Он вскинулся, темнея лицом, и процедил:

— Никуда от тебя твои деньги не денутся.

— Будут деньги — будет разговор начистоту, а до тех пор — извини, — я развёл руки. — Ладно, мне пора. Скажи своим нукерам, чтоб отвезли домой.

Он окинул меня тяжёлым взглядом и гортанно крикнул. Рыжий кавказец мелькнул на пороге.

— Отвезёшь его, куда скажет, — приказал Казбек.

Рыжий кивнул в ответ. Когда я покидал комнату, хозяина шашлычной в ней уже не было.

Дома я первым делом добрался до телефона и, набрав номер, буркнул в трубку:

— Олег? Жду. Я дома, — и положил её, не обращая внимания на радостные вопли друга.

Потом набрал в ванну горячей воды и нырнул туда, смывая с себя запёкшуюся кровь, грязь и боль. Кожу на ссадинах защипало, и я блаженно поморщился, чувствуя, как тепло расслабляет мышцы. Появилось желание закрыть глаза и разом забыть о всех своих бедах. Я почти сделал это, когда в прихожей зазвенел звонок. Чёрт, ругнулся я, это не Горенец, а метеор какой-то. Помыться толком не даст. Намотав на бёдра полотенце, я пошлепал открывать, оставляя на полу мокрые следы и отфыркиваясь.

— Заходи, — не глядя, сказал я, щёлкнув замками.

— Саша, слава богу, ты жив!

Наташин голос заставил меня, уже почти вернувшегося в ванную, замереть на полпути и медленно обернуться.

— Наташа? Вот так сюрприз… Извини, не ждал. — Я вспомнил, в каком наряде отправился встречать гостей и очень вовремя подхватил сползающее полотенце. — Жив, как видишь. Хотя, кроме меня самого, этот факт уже давно никого не радует.

— Прекрати!

Она подошла вплотную и вдруг прижалась щекой к моей груди. Чёрт, она ведь плачет, растерянно понял я, чувствуя, как по коже покатилась тёплая капля.

— Наташ, ты чего? — забормотал я, теряясь, как всегда в таких случаях. — Если ты плачешь из-за того, что я выгнал из банка твоего жениха, то зря. Одно твоё слово, и я верну его обратно, прах с ним. Наташа! Ну скажи, наконец, в чём дело?

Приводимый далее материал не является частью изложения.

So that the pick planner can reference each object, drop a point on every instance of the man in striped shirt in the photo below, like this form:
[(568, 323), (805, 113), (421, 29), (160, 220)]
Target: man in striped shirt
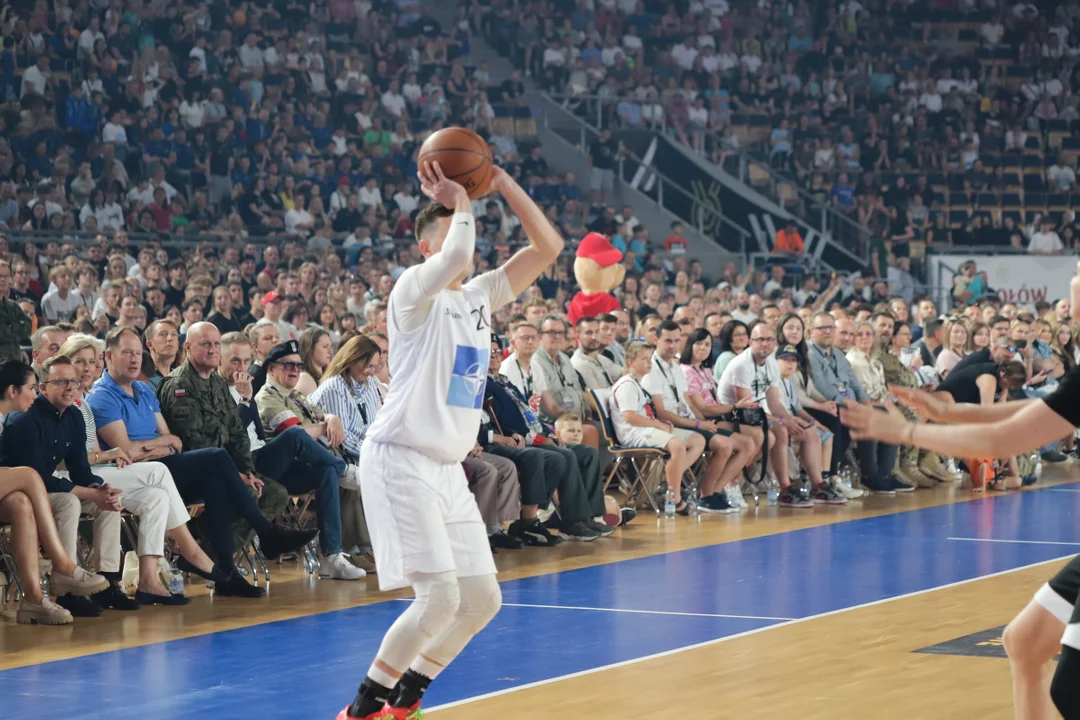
[(294, 459)]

— Глупенький. — Она подняла глаза и улыбнулась сквозь слёзы, повисшие на длинных ресницах. — При чём здесь он? Саша, ты, наверное, ненавидишь меня за то, что я заставила тебя помочь отцу, да? Ты ведь из-за меня взялся за это?

Я промямлил что-то, удивляясь про себя женской самонадеянности. Если честно, то для меня имела значение только просьба Олега, ему я отказать был не вправе. А Наташкины слова, произнесённые тогда в палате… Обидно, конечно, но не настолько, чтобы я, очертя голову, бросился доказывать, какой я хороший на самом деле. Хотя, как знать, как знать…

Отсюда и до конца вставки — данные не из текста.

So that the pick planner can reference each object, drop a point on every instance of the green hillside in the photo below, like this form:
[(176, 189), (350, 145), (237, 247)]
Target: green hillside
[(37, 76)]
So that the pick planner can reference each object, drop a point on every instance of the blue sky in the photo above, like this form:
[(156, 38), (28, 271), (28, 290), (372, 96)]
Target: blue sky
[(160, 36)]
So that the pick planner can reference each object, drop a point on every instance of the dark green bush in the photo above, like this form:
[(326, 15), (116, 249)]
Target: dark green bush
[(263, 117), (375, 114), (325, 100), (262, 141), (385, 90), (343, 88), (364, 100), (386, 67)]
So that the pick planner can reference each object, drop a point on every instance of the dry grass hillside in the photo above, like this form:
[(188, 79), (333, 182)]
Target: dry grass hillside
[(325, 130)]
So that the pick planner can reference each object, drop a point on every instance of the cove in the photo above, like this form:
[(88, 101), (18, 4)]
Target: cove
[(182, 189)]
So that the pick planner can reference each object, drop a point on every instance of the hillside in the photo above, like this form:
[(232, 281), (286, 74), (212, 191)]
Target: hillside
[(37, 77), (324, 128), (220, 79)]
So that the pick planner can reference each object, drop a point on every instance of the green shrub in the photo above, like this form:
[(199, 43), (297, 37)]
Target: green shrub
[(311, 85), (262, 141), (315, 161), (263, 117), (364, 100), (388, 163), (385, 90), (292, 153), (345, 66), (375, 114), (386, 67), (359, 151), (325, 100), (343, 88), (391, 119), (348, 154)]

Не берусь утверждать, что Наташа для меня ничего не значит. Просто я не хочу себе в этом признаваться, вот и всё. Когда она назвала меня трусом, то была абсолютно права.

— Ты знаешь, — продолжила Наташа, — я ведь думала, что и тебя, как Мишаню… Потому и обрадовалась так, что ты жив. — Она снова уткнулась мне в грудь, шмыгнув носом.

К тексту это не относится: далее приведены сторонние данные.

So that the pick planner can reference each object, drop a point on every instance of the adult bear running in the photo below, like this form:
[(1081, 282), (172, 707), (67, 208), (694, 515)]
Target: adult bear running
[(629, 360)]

— Да, досталось нам сегодня… Ничего, переживем. А куда запропастился этот ленивый медведь?

— Он не ленивый, Саша, и не запропастился… Его расстреляли, — Наташа вцепилась в меня и заплакала, уже не сдерживаясь. Так плачут маленькие дети, отчаянно прижимая к себе любимую плюшевую игрушку.

— То есть как, — забормотал я, чувствуя в голове звенящую пустоту. — То есть как?!

— Когда ты так и не приехал к Олегу днём, он, естественно, начал тебя разыскивать. Но твой мобильник молчал, Мишанин тоже, а где вы можете быть — никто не знал. Черников рассказал, что ты собирался с кем-то встретиться, но с кем, зачем, он не знал. Я думала, с ума сойду, — она подняла на меня глаза, — когда позвонил Олег и сказал, что во двор агентства кто-то привёз и бросил тело Мишани. Его сначала избили, а потом, — она прерывисто вздохнула, собираясь с силами, — потом расстреляли. А про тебя Олег сказал, что, скорее всего, только похитили, иначе во дворе лежало бы два тела.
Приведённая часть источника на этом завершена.